Good Start, But Doesn't Live Up to It's Potential: Cover of Snow by Jenny Milchman

Nora Hamilton wakes from a drugged sleep to discover that her husband, Brendan, hung himself during the night. Why did he take his own life? Nora has to know. Her mother-in-law and even the police chief hint that it could have been because of problems in the marriage, but Nora can't/won't believe it. Small things happen. Her sister finds the two wine glasses she and Brendon used on the last night. One of them contains the residue of a drug apparently the one used to make her sleep. She finds a bottle containing the drug in a drawer of Brendan's desk. The prescription is for ten days earlier, but why did he need a drug to help him sleep?

Brendan was a police officer like his father and the police have been like a family, but now Nora begins to fear them. The deeper she goes the more dark secrets she uncovers about the her husband's family, the police force, and the town. The constant threat of snow and the white wilderness, where it's easy to lose your way and freeze to death, provide an eerie background for Nora's search for answers.

The opening scene that draws you in. The descriptive language brings you into the snowbound countryside and gives the story a suitably feel of menace. The plot grips you in the opening, but gradually it drifts into complexity with side plots that do eventually lead to the conclusion, but distract from the main action.

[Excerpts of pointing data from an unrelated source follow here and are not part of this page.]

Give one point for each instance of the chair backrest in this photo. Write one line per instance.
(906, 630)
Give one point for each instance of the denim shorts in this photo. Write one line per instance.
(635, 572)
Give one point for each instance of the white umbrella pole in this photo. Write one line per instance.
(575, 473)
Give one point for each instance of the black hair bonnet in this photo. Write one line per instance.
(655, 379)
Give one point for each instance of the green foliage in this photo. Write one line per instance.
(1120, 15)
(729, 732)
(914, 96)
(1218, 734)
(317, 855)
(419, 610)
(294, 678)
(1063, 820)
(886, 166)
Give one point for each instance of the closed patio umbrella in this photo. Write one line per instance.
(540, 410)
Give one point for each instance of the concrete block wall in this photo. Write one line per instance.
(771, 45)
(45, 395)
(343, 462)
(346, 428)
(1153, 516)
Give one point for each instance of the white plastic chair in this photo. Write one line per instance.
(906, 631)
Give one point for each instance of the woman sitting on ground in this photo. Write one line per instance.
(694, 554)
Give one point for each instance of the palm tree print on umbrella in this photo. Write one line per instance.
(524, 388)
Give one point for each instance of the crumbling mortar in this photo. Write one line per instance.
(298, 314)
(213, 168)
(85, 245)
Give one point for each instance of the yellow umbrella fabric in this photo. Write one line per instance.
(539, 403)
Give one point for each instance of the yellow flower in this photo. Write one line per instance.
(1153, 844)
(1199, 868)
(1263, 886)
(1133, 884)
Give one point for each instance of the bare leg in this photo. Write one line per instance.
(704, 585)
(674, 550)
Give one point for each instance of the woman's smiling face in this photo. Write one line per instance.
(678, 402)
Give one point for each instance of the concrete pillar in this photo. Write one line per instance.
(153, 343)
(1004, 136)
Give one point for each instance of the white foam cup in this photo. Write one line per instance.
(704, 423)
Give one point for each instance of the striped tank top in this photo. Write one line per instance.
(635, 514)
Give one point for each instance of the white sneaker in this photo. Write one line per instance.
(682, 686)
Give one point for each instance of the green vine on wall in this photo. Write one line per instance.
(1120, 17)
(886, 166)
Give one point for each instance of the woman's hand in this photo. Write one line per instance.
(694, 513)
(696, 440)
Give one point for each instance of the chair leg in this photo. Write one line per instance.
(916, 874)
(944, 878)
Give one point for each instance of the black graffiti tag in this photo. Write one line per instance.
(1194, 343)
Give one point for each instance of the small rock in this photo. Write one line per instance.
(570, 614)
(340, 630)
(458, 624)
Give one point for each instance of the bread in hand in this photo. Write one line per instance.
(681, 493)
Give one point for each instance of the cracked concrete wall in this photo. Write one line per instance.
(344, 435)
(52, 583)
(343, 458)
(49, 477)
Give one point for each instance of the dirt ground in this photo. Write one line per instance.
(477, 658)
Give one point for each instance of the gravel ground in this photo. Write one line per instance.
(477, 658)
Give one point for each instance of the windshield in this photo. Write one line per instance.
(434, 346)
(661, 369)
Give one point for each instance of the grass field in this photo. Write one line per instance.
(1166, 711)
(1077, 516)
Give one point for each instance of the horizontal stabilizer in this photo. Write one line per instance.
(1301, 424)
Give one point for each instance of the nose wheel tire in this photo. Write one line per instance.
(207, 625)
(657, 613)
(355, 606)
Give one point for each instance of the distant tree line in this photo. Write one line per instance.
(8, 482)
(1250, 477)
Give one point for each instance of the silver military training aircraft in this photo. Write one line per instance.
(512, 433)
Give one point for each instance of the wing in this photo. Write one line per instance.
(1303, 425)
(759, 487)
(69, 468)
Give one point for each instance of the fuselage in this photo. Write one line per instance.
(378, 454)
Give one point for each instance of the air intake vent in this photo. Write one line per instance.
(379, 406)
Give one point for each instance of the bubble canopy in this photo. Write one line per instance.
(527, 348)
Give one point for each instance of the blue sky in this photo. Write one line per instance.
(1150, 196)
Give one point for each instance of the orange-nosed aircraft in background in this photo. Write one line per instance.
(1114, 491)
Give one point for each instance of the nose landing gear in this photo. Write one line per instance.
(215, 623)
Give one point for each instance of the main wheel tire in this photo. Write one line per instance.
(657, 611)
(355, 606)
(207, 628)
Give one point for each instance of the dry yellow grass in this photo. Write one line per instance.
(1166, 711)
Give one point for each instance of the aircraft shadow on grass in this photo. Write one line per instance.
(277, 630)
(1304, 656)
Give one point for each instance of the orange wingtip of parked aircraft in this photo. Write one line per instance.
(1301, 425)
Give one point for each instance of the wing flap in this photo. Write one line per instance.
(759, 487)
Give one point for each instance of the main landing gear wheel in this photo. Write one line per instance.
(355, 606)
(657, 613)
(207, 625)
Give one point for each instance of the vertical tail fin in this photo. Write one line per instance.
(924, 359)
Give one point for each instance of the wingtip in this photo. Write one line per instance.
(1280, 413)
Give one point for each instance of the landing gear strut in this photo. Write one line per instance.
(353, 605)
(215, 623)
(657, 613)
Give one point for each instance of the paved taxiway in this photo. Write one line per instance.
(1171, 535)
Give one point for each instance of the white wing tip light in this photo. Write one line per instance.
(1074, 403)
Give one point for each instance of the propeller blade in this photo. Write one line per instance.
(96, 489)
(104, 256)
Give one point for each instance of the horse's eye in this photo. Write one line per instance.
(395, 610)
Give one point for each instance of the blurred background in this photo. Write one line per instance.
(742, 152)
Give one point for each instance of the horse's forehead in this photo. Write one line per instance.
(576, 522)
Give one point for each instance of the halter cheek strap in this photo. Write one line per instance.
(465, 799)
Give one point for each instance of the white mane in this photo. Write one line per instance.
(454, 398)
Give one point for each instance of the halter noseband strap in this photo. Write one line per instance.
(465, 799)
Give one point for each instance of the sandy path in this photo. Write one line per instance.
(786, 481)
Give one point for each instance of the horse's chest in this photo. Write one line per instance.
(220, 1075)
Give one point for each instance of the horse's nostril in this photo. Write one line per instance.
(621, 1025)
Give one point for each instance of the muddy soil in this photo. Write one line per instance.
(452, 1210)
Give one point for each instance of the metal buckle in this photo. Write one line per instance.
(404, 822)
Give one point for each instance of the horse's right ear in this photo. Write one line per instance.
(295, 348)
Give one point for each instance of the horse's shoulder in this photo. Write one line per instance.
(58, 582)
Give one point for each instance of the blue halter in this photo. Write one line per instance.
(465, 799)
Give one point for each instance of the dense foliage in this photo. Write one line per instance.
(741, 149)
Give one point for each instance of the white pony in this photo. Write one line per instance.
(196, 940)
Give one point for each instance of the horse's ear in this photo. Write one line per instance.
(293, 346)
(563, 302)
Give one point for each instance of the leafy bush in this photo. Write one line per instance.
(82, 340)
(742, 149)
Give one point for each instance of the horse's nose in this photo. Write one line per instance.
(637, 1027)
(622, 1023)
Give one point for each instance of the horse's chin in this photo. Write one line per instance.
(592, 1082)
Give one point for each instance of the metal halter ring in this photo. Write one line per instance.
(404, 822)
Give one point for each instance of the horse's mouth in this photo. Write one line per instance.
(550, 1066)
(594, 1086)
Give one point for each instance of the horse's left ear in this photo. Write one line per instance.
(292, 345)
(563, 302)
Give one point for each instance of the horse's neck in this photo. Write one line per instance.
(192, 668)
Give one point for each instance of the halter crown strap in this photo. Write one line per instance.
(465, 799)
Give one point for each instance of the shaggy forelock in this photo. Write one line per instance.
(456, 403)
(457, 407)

Nora is not a likable character. She's driven by events and does little except drive around her wintery world from one dangerous situation to another. The police seem unrealistically evil and the inciting incident, that happened 25 years ago, not important enough to account for so many deaths.

The writing becomes more flawed as the book progresses. There are awkward sentences and in some cases the events seem to be out of context. This is primarily a problem of editing. I'm surprised the problems weren't caught. I did read an ARC, but I would have thought the obvious errors would have been eliminated before a bound galley was released. However, that may still happen before publication.

This is a good book to read if you are in the midst of a snowstorm, but curled up by a warm fire.

I reviewed this book for the Amazon Vine Program.